A cofferdam on the Ohio River near Olmsted, Illinois, built for the purpose of constructing the Olmsted Lock and Dam
A cofferdam during the construction of locks at the Montgomery Point Lock and Dam
The Havana Harbor wreckage of the USS Maine surrounded by a cofferdam, on 16 June 1911

A cofferdam (also called a coffer[1]) is a temporary enclosure built within, or in pairs across, a body of water and constructed to allow the enclosed area to be pumped out. This pumping creates a dry work environment for the major work to proceed. Enclosed coffers are commonly used for construction and repair of oil platforms, bridge piers and other support structures built within or over water. These cofferdams are usually welded steel structures, with components consisting of sheet piles, wales, and cross braces. Such structures are typically dismantled after the ultimate work is completed.[2]

Cofferdam uses

For dam construction, two cofferdams are usually built, one upstream and one downstream of the proposed dam, after an alternative diversion tunnel or channel has been provided for the river flow to bypass the dam foundation area. These cofferdams are typically a conventional embankment dam of both earth- and rock-fill, but concrete or some sheet piling also may be used. Typically, upon completion of the dam and associated structures, the downstream coffer is removed and the upstream coffer is flooded as the diversion is closed and the reservoir begins to fill. Dependent upon the geography of a dam site, in some applications, a "U"-shaped cofferdam is used in the construction of one half of a dam. When complete, the cofferdam is removed and a similar one is created on the opposite side of the river for the construction of the dam's other half.

The cofferdam is also used on occasion in the shipbuilding and ship repair industry, when it is not practical to put a ship in drydock for repair or alteration. An example of such an application is certain ship lengthening operations. In some cases a ship is actually cut in two while still in the water, and a new section of ship is floated in to lengthen the ship. Torch cutting of the hull is done inside a cofferdam attached directly to the hull of the ship; the cofferdam is then detached before the hull sections are floated apart. The cofferdam is later replaced while the hull sections are welded together again. As expensive as this may be to accomplish, use of a drydock may be even more expensive. See also caisson.

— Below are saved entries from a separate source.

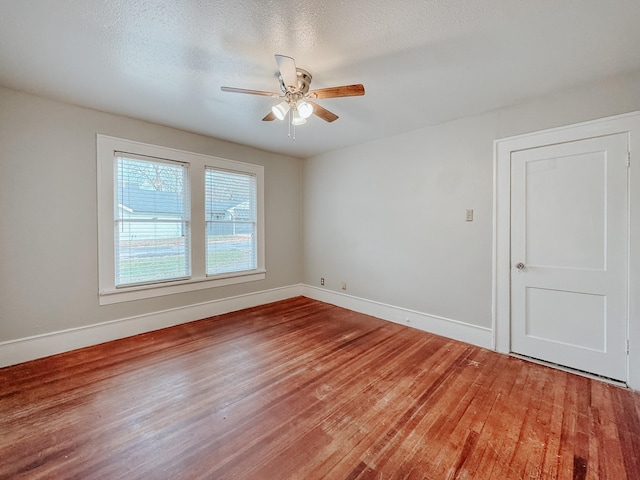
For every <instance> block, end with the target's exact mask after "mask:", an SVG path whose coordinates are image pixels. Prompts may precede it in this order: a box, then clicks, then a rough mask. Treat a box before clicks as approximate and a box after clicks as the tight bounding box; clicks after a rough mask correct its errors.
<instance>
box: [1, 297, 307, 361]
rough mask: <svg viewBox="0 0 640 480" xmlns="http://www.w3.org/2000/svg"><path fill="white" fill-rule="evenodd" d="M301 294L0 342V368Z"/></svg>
mask: <svg viewBox="0 0 640 480" xmlns="http://www.w3.org/2000/svg"><path fill="white" fill-rule="evenodd" d="M302 292H303V286H302V285H292V286H288V287H282V288H275V289H272V290H264V291H261V292H255V293H250V294H246V295H239V296H236V297H230V298H223V299H220V300H212V301H210V302H204V303H198V304H195V305H188V306H185V307H179V308H173V309H169V310H163V311H160V312H150V313H146V314H144V315H138V316H135V317H128V318H121V319H117V320H112V321H109V322H104V323H98V324H95V325H88V326H85V327H79V328H72V329H68V330H61V331H57V332H51V333H46V334H43V335H36V336H33V337H26V338H20V339H17V340H10V341H8V342H2V343H0V368H1V367H6V366H9V365H15V364H18V363H22V362H27V361H29V360H35V359H37V358H42V357H48V356H49V355H55V354H58V353H63V352H68V351H70V350H75V349H78V348H83V347H88V346H91V345H97V344H99V343H104V342H109V341H111V340H117V339H120V338H125V337H130V336H133V335H138V334H140V333H146V332H151V331H153V330H160V329H161V328H166V327H172V326H174V325H179V324H181V323H188V322H193V321H194V320H198V319H200V318H207V317H211V316H214V315H221V314H223V313H229V312H234V311H236V310H242V309H243V308H250V307H255V306H258V305H263V304H265V303H271V302H276V301H278V300H285V299H287V298H292V297H296V296H299V295H302V294H303V293H302Z"/></svg>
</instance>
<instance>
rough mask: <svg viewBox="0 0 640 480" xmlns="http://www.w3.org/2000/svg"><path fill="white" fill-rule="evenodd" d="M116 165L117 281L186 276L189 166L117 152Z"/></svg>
mask: <svg viewBox="0 0 640 480" xmlns="http://www.w3.org/2000/svg"><path fill="white" fill-rule="evenodd" d="M114 167H115V170H116V171H115V172H114V180H116V181H115V185H114V187H115V189H114V190H115V191H114V197H115V202H114V205H113V211H114V220H115V221H114V228H115V231H114V248H115V252H114V261H115V286H116V287H125V286H127V285H139V284H153V283H158V282H167V281H171V280H181V279H188V278H189V277H190V276H191V261H190V255H189V250H190V246H191V242H190V236H191V235H190V231H191V226H190V222H189V216H190V213H191V209H190V207H189V201H190V195H189V165H188V164H184V163H178V162H172V161H168V160H161V159H157V158H142V157H135V156H134V155H131V154H128V153H123V152H118V153H117V154H116V155H115V161H114Z"/></svg>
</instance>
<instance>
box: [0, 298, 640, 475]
mask: <svg viewBox="0 0 640 480" xmlns="http://www.w3.org/2000/svg"><path fill="white" fill-rule="evenodd" d="M0 478H3V479H4V478H11V479H14V478H29V479H37V478H55V479H65V478H77V479H146V480H148V479H192V478H206V479H231V478H236V479H260V480H262V479H265V480H271V479H274V480H283V479H305V480H308V479H340V480H342V479H348V480H355V479H376V480H383V479H385V480H388V479H396V478H397V479H400V478H403V479H422V478H424V479H434V480H440V479H454V478H455V479H476V480H478V479H480V480H482V479H523V480H524V479H544V480H551V479H571V480H582V479H612V480H613V479H615V480H624V479H628V480H638V479H640V395H639V394H637V393H632V392H630V391H627V390H624V389H621V388H617V387H614V386H611V385H607V384H605V383H601V382H598V381H592V380H589V379H586V378H583V377H579V376H575V375H572V374H568V373H565V372H561V371H556V370H552V369H549V368H546V367H543V366H540V365H536V364H533V363H529V362H525V361H522V360H519V359H516V358H512V357H509V356H506V355H500V354H497V353H495V352H491V351H488V350H484V349H481V348H477V347H474V346H470V345H466V344H463V343H460V342H456V341H453V340H448V339H446V338H442V337H438V336H435V335H431V334H427V333H423V332H420V331H417V330H413V329H410V328H407V327H403V326H400V325H396V324H393V323H388V322H384V321H382V320H379V319H375V318H372V317H368V316H366V315H361V314H358V313H354V312H351V311H348V310H343V309H341V308H338V307H334V306H331V305H327V304H323V303H320V302H316V301H313V300H310V299H307V298H303V297H299V298H295V299H290V300H285V301H282V302H277V303H274V304H270V305H266V306H262V307H257V308H252V309H248V310H244V311H241V312H235V313H231V314H227V315H222V316H219V317H214V318H210V319H205V320H201V321H198V322H193V323H190V324H186V325H180V326H177V327H173V328H169V329H165V330H161V331H157V332H151V333H148V334H144V335H139V336H137V337H132V338H127V339H123V340H119V341H116V342H111V343H108V344H103V345H98V346H95V347H90V348H85V349H82V350H77V351H75V352H70V353H66V354H62V355H57V356H55V357H49V358H46V359H41V360H36V361H33V362H29V363H25V364H21V365H17V366H13V367H9V368H5V369H2V370H0Z"/></svg>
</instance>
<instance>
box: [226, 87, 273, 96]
mask: <svg viewBox="0 0 640 480" xmlns="http://www.w3.org/2000/svg"><path fill="white" fill-rule="evenodd" d="M220 90H222V91H223V92H230V93H248V94H250V95H263V96H265V97H273V98H278V97H280V96H281V95H279V94H277V93H272V92H263V91H261V90H247V89H246V88H234V87H220Z"/></svg>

A 100-ton open caisson that was lowered more than a mile to the sea floor in attempts to stop the flow of oil in the Deepwater Horizon oil spill has been called a cofferdam.[3] It did not work, as methane hydrates froze in the upper levels preventing the containment.

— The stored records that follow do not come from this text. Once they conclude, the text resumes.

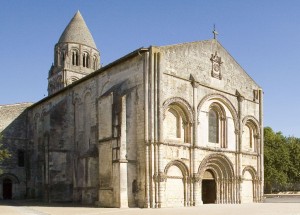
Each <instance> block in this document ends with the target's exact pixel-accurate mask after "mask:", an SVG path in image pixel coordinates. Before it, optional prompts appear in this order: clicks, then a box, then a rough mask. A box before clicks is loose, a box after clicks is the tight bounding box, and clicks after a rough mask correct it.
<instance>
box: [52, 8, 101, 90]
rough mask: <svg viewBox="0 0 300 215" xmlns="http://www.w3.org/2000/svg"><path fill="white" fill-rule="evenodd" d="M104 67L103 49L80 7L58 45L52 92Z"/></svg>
mask: <svg viewBox="0 0 300 215" xmlns="http://www.w3.org/2000/svg"><path fill="white" fill-rule="evenodd" d="M99 68H100V53H99V51H98V49H97V47H96V44H95V42H94V39H93V37H92V35H91V33H90V31H89V29H88V27H87V25H86V24H85V21H84V19H83V18H82V16H81V14H80V12H79V11H77V13H76V14H75V15H74V17H73V18H72V20H71V21H70V23H69V24H68V26H67V27H66V29H65V30H64V32H63V33H62V35H61V36H60V38H59V41H58V43H57V44H56V45H55V48H54V64H52V66H51V68H50V70H49V76H48V95H52V94H54V93H56V92H58V91H59V90H61V89H63V88H64V87H66V86H68V85H69V84H72V83H73V82H75V81H77V80H79V79H80V78H82V77H84V76H86V75H88V74H90V73H92V72H94V71H95V70H98V69H99Z"/></svg>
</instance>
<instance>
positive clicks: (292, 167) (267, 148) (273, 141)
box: [264, 127, 300, 193]
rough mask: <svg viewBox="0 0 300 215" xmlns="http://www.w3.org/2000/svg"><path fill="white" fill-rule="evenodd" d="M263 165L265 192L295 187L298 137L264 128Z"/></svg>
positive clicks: (298, 181)
mask: <svg viewBox="0 0 300 215" xmlns="http://www.w3.org/2000/svg"><path fill="white" fill-rule="evenodd" d="M264 167H265V188H266V192H267V193H271V192H272V191H283V190H289V189H295V187H296V185H297V184H298V183H299V182H300V139H299V138H295V137H285V136H283V135H282V133H281V132H274V131H273V130H272V129H271V128H270V127H266V128H265V129H264Z"/></svg>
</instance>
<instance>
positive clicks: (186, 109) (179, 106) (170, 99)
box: [162, 97, 193, 122]
mask: <svg viewBox="0 0 300 215" xmlns="http://www.w3.org/2000/svg"><path fill="white" fill-rule="evenodd" d="M172 104H174V105H178V106H179V107H180V108H181V109H182V110H183V111H184V112H185V115H186V117H187V121H188V122H193V109H192V107H191V105H190V104H189V103H188V102H187V101H186V100H185V99H183V98H180V97H172V98H169V99H167V100H166V101H165V102H164V103H163V107H162V111H163V118H165V114H166V111H167V109H168V108H169V106H170V105H172Z"/></svg>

Inside of a cofferdam on a vessel

A cofferdam may also refer to an insulating space between two watertight bulkheads or decks within a ship. A cofferdam may be a void (empty) space or a ballast space. Cofferdams are usually employed to ensure oil or other chemicals do not leak into machinery spaces. If two different cargoes that react dangerously with each other are carried on the same vessel, one or more cofferdams are usually required between the cargo spaces.

Portable cofferdams

Portable cofferdams are inflatable cofferdams that can be reused. Cofferdams of this type are stretched across the site, then inflated with water from the prospected dry area. Once the area is dry, water still remaining from the dry area can be siphoned over to the wet area.